Elections approaching: PM Viktor Orbán announces cheap loans for businesses

A new preferential loan scheme will be launched on Monday for Hungarian small and medium-sized enterprises (SMEs), offering a fixed interest rate of 3% and a maximum limit of HUF 150 million (EUR 386,000), Prime Minister Viktor Orbán announced at a press conference held jointly with the President of the Hungarian Chamber of Commerce and Industry.

Orbán’s announcement: details of the loan

The programme will be available through the Széchenyi Card system, with the interest rate on all loan products offered there reduced to 3%. The scheme can be applied for up to HUF 150 million, is freely usable, easily accessible, and carries a fixed rate of interest, providing businesses with predictable planning conditions.

The government will allocate HUF 250 billion (EUR 643 million) to support the programme this year, and HUF 320 billion (EUR 823 million) in 2026, of which around HUF 60 billion (EUR 154 million) will specifically fund this fixed 3% loan.

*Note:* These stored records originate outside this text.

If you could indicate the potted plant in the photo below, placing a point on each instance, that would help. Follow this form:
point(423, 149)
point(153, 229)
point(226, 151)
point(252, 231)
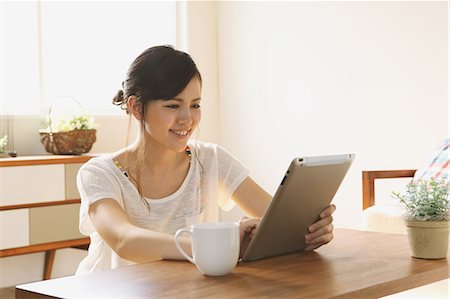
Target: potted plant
point(73, 135)
point(427, 215)
point(3, 143)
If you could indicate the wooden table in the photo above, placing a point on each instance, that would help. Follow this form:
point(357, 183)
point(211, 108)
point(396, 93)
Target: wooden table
point(356, 264)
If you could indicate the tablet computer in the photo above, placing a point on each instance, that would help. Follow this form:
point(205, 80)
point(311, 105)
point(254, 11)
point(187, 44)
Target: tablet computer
point(306, 189)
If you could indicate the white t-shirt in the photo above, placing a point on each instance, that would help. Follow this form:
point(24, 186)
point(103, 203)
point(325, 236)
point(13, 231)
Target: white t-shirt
point(206, 188)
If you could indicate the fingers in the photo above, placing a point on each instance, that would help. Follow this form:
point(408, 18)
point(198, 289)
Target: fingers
point(248, 226)
point(247, 230)
point(316, 226)
point(321, 232)
point(320, 237)
point(328, 211)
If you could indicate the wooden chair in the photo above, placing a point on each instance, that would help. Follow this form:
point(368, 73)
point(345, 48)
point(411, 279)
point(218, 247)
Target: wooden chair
point(369, 177)
point(381, 217)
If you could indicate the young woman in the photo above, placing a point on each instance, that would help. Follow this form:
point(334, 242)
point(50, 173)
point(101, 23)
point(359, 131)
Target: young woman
point(133, 201)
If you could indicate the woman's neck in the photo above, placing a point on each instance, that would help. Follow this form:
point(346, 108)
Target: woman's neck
point(156, 159)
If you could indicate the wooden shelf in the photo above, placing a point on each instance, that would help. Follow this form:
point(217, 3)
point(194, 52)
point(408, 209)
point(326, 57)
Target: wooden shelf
point(45, 160)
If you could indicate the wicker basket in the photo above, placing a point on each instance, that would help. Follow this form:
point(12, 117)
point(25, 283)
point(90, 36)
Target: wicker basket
point(74, 142)
point(68, 143)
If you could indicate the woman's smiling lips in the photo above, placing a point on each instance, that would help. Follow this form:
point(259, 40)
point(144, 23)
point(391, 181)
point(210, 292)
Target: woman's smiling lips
point(181, 133)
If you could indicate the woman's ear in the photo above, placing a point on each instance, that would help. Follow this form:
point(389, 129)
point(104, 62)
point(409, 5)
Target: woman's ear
point(135, 107)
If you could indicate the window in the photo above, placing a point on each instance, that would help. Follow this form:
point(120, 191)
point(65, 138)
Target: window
point(80, 49)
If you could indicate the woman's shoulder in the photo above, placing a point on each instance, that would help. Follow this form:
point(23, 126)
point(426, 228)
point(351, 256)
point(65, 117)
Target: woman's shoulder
point(203, 149)
point(99, 163)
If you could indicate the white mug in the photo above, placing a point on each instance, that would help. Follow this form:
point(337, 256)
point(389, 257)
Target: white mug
point(215, 246)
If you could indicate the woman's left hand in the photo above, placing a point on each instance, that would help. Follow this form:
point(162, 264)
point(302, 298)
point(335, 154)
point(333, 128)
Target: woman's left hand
point(321, 232)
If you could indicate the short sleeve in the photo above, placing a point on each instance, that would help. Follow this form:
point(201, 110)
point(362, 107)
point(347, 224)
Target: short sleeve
point(231, 173)
point(437, 166)
point(95, 182)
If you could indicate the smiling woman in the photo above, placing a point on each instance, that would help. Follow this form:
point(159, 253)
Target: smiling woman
point(134, 200)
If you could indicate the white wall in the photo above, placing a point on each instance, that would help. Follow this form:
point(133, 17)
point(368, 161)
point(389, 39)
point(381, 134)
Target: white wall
point(312, 78)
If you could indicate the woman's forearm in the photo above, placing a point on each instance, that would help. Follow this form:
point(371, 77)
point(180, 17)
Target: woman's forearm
point(140, 245)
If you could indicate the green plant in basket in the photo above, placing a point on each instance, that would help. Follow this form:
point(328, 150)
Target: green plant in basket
point(426, 200)
point(72, 135)
point(76, 122)
point(3, 143)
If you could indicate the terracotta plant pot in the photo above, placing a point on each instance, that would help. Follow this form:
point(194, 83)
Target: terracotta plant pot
point(428, 239)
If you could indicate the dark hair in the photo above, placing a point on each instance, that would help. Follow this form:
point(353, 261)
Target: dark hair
point(158, 73)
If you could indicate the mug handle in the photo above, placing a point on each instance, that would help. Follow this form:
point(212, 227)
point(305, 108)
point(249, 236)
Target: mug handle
point(177, 244)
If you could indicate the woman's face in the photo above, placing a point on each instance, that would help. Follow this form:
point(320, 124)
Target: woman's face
point(171, 122)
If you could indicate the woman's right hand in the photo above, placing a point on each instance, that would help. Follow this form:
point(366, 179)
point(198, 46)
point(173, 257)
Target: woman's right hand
point(247, 227)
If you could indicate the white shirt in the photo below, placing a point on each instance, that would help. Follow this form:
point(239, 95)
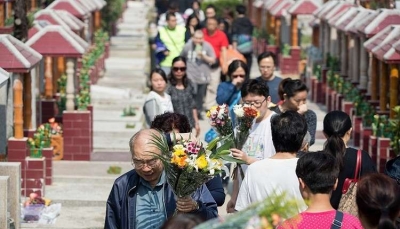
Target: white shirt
point(267, 177)
point(162, 21)
point(259, 143)
point(165, 103)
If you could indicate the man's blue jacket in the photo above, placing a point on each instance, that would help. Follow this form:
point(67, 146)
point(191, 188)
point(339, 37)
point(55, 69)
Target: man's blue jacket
point(121, 203)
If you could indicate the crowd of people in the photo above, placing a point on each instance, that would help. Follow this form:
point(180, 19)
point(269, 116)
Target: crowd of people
point(194, 74)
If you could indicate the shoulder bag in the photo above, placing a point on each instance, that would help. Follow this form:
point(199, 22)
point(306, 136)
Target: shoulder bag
point(348, 200)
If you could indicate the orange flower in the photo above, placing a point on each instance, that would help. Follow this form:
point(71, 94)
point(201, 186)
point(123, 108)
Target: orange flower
point(179, 158)
point(250, 112)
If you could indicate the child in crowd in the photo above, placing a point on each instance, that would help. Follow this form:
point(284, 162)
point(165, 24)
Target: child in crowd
point(378, 201)
point(318, 176)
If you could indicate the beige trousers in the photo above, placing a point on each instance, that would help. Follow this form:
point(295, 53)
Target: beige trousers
point(212, 89)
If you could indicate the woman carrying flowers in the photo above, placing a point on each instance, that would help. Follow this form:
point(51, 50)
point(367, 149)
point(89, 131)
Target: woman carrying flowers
point(259, 142)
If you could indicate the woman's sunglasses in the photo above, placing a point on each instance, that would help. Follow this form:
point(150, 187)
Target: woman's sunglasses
point(179, 69)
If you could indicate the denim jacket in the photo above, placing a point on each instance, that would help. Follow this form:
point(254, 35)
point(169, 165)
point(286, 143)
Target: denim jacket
point(121, 203)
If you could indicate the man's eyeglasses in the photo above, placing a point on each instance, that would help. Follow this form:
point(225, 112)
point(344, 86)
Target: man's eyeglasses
point(179, 69)
point(140, 163)
point(256, 104)
point(265, 67)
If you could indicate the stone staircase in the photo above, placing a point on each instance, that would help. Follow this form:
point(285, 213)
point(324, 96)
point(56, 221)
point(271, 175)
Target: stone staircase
point(122, 85)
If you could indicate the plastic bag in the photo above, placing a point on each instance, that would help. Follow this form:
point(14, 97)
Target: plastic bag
point(32, 212)
point(50, 213)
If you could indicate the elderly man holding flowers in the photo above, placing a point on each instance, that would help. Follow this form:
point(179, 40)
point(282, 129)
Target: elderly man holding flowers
point(144, 196)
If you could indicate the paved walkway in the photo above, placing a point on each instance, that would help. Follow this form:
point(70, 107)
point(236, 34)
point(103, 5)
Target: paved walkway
point(83, 187)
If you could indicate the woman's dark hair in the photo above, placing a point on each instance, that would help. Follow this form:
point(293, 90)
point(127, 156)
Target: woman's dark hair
point(182, 221)
point(336, 124)
point(193, 15)
point(290, 87)
point(172, 79)
point(198, 3)
point(255, 87)
point(168, 121)
point(266, 54)
point(160, 72)
point(319, 171)
point(288, 130)
point(378, 201)
point(240, 9)
point(235, 65)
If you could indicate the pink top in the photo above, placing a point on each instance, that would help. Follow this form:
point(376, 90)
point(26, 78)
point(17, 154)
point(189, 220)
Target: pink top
point(319, 220)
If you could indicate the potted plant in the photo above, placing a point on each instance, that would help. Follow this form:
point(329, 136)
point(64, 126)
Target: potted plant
point(35, 145)
point(57, 140)
point(394, 127)
point(8, 26)
point(62, 95)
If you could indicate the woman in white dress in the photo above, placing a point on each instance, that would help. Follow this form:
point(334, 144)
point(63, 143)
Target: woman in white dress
point(157, 101)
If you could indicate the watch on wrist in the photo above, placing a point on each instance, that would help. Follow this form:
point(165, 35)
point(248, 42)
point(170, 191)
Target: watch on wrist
point(196, 205)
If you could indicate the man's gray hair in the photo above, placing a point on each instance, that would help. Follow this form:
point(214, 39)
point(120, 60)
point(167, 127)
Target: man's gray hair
point(306, 139)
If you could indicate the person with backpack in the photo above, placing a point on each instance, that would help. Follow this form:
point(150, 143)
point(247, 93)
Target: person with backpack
point(318, 176)
point(242, 31)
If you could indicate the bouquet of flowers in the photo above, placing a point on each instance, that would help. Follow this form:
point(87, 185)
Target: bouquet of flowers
point(267, 214)
point(245, 116)
point(56, 129)
point(188, 164)
point(235, 135)
point(220, 120)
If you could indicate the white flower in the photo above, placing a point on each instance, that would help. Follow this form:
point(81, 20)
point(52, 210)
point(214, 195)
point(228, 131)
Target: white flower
point(238, 110)
point(221, 114)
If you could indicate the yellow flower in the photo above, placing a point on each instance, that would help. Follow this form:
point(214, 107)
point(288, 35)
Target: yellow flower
point(179, 157)
point(178, 147)
point(201, 162)
point(213, 109)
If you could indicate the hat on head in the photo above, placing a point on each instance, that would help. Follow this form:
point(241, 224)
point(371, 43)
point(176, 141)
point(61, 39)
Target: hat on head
point(392, 169)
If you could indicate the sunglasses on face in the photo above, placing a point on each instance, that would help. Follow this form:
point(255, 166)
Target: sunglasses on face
point(179, 69)
point(256, 104)
point(141, 163)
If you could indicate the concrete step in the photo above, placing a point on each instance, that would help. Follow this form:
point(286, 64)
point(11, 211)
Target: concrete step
point(125, 63)
point(116, 144)
point(109, 115)
point(124, 82)
point(88, 168)
point(115, 128)
point(76, 217)
point(111, 155)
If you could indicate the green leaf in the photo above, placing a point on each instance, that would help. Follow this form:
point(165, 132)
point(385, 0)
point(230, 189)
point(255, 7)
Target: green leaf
point(213, 143)
point(232, 159)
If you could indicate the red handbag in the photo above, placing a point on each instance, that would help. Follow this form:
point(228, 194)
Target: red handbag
point(349, 190)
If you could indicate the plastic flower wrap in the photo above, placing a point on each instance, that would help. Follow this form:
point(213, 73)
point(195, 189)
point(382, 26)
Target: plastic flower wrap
point(267, 214)
point(188, 164)
point(220, 120)
point(245, 116)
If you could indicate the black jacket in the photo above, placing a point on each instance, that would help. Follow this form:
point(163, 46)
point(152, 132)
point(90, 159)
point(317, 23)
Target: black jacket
point(121, 202)
point(242, 25)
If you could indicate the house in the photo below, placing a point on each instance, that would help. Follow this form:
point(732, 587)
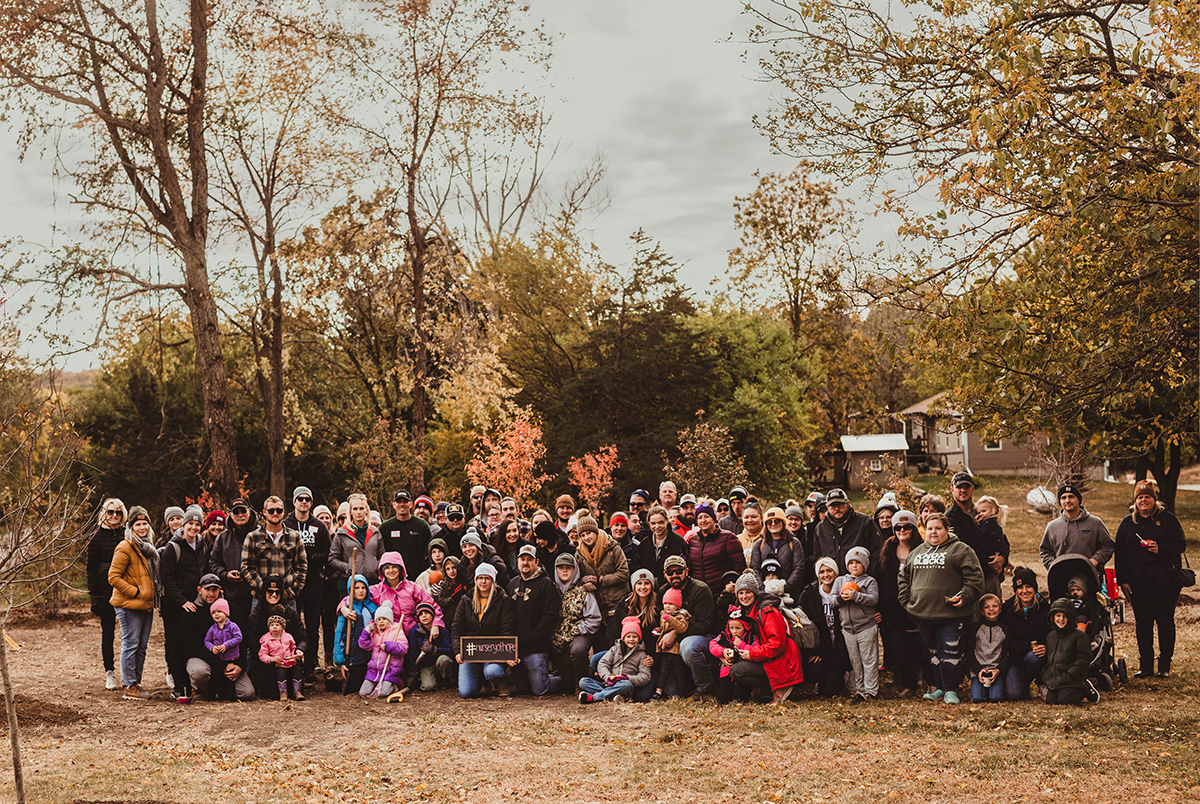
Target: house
point(868, 460)
point(940, 443)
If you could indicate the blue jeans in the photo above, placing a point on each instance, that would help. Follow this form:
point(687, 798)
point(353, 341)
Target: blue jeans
point(1017, 679)
point(695, 654)
point(943, 641)
point(981, 694)
point(600, 693)
point(532, 676)
point(135, 637)
point(472, 675)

Viktor Orbán stressed that the aim is to provide businesses with a financing option that can be accessed quickly and without bureaucracy, offering genuine support in an uncertain economic environment.

Political and economic context

The programme represents the second pillar of the government’s declared economic strategy, following subsidised housing loans for families, and now focusing on supporting businesses. The Prime Minister also indicated that the Cabinet intends to assist companies through tax cuts.

Orbán offered a pessimistic assessment of the current European economic situation, highlighting the energy crisis, the consequences of the Russia–Ukraine war, and what he described as the EU’s defensive economic policy. He stated that Hungary seeks to develop even in an environment where Europe’s competitiveness is weakening.

forint local currencies economic uncertainty hungary
PM Orbán announced that a new preferential loan scheme will be launched on Monday for Hungarian SMEs. Photo: Daily News Hungary

International perspective

According to Reuters analysis, the introduction of preferential loans marks another significant economic stimulus ahead of next year’s elections. The fixed 3% rate is extremely favourable compared to the National Bank of Hungary’s 6.5% base rate. Experts, however, warn that such spending programmes carry fiscal risks, and that pre-election stimulus may only deliver temporary growth while potentially allowing the budget deficit to spiral.

What does this mean for businesses?

Hungarian SMEs now have the opportunity to access low-interest financing under fixed conditions — a particularly important measure in today’s uncertain market environment. The government argues that the programme offers a simple, rapid, and predictable solution for companies considering investments or seeking to stabilise their operations.

elomagyarorszag.hu

One comment

  1. Where is the money going to come from to pay for this? More debt on the Hungarian state which it must borrow from foreign sources at much higher interest rates and all of that will have to be repaid by Hungarian taxpayers along with all the other debt. Hungary has free money waiting from the EU which is equivalent to 10% of Hungary’s entire GDP. Unfortunately Fidesz for years has failed to meet the rule of law conditions to access it.